Over the past several months, the President's health care law has faced one problem after another. Despite spending over $600 million, the Administration could not build a working website.

We know that the Administration released that website despite significant problems with the security testing, including the fact that the system wasn't subject to a complete security test prior to launch. Millions more people have lost their health insurance to date than have signed up for coverage through an ObamaCare exchange.

We know that because of ObamaCare's costly mandates, premiums have soared, particularly for young individuals and families. Many plans on the Exchange offer extremely narrow networks that exclude the nation's top hospitals. The President sold the health care law on false promises since millions of Americans have lost coverage and doctors that they've liked.

Today's hearing focuses on the Administration's Navigator program. The purpose of Navigators was to explain ObamaCare to people and facilitate enrollment into coverage. The Committee on Oversight and Government Reform has conducted substantial oversight on the Navigators and Assister outreach program for most of this year.

In Mid-September the Committee released our initial findings in a 30-page staff report. The staff report was largely based on testimony of the senior government employees overseeing the Navigator program as well as documents obtained by the Committee.

Among the key findings in the report:

The Administration failed to conduct any analysis about whether it should require individuals hired by Navigator and Assister organizations to pass a background check and be fingerprinted.
The HHS training program for Navigators will only provide “approximately five to 20 hours of training,” down considerably from HHS’s previous estimate that it would take 20 to 30 hours to complete the online training.
The Navigator exams are conducted online and individuals may attempt the exams an unlimited number of times.
The Administration expects that individuals applying to be Navigators and Assisters will lack any experience related to health insurance and ObamaCare. Despite this expected lack of experience, an HHS official testified that it would be “logical” for Navigators and Assisters to conduct outreach activities prior to completing the training. One CMS whistleblower warned that because it may not be possible to track every computer and hard drive used by Navigators to gather applicants’ personally identifiable information (PII), the sensitive information is vulnerable.

Top HHS officials acknowledged concerns that con artists and identity thieves will pose as Navigators, and testified that this problem will only increase as ObamaCare is fully implemented. They also admitted that HHS has not yet provided consumers with a reliable way to verify the identity or authenticity of certified Navigators or Assisters.
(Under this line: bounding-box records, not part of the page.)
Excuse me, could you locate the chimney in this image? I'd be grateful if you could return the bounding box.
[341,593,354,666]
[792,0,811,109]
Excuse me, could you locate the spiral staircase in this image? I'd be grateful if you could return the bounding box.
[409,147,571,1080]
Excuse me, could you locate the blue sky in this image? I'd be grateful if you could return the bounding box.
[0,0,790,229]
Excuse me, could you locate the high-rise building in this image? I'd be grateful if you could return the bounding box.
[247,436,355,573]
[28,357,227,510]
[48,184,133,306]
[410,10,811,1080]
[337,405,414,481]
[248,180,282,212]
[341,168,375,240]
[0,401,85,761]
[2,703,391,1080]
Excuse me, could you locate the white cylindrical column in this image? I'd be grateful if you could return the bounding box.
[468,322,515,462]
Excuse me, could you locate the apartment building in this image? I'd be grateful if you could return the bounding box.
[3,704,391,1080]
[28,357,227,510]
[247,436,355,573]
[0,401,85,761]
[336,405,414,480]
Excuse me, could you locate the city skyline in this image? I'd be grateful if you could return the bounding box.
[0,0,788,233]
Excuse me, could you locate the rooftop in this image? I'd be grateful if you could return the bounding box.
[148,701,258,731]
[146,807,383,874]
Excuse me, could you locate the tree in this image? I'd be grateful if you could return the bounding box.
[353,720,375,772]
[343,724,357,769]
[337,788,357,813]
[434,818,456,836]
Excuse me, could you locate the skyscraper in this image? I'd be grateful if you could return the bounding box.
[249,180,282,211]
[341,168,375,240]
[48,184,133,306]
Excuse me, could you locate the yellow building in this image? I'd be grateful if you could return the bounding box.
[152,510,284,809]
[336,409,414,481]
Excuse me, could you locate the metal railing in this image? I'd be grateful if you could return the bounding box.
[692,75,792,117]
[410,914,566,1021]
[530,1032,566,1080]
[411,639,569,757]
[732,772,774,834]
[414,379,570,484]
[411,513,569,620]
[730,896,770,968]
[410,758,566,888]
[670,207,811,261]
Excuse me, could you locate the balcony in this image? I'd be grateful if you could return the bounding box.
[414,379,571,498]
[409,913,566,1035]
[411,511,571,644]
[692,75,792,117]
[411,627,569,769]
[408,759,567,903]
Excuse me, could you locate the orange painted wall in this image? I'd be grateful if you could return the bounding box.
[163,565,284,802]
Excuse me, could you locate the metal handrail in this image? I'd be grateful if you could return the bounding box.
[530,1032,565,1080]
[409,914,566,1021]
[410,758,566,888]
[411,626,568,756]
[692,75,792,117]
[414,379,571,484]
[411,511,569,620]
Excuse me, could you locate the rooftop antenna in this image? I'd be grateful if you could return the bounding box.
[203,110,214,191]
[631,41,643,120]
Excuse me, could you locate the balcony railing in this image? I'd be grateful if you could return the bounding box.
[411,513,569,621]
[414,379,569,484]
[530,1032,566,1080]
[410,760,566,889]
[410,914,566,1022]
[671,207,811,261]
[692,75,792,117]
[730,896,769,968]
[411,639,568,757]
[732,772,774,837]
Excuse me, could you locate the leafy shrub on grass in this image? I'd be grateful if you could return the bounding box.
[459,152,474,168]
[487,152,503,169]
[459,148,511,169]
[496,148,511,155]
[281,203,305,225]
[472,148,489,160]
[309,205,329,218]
Now, that we are 2-and-a-half months into the rollout of ObamaCare, we see how right we were to raise concerns.

In Dallas, Navigators have been caught on camera advising individuals to commit tax fraud by under reporting income in order to gain higher subsidies. In Florida, a Navigator impersonator gave a television interview in which she told viewers blatantly incorrect information: that applicants’ credit scores could impact their eligibility for certain plans. In North Carolina, a Navigator grantee organization in North Carolina, has been collecting and mailing paper applications on behalf of applicants, in violation of Navigator rules and procedures.

Today’s hearing will explore the wide variety of concerns about the federal Navigator program and how Texas is acting to protect its citizens from a campaign of misinformation and potentially bad actors.

Finally, the hearing is titled “Who are the Navigators?” We invited Dr. Beverly Mitchell-Brooks, the CEO of the Dallas Urban League to testify today. The Dallas Urban League received $376,800 federal taxpayer dollars to fund its Navigator program. Unfortunately, despite our repeated requests, Dr. Mitchell-Brooks would not make herself available to testify today. Her refusal to provide Congress with answers to our questions about the Navigator program only serves to increase our concerns.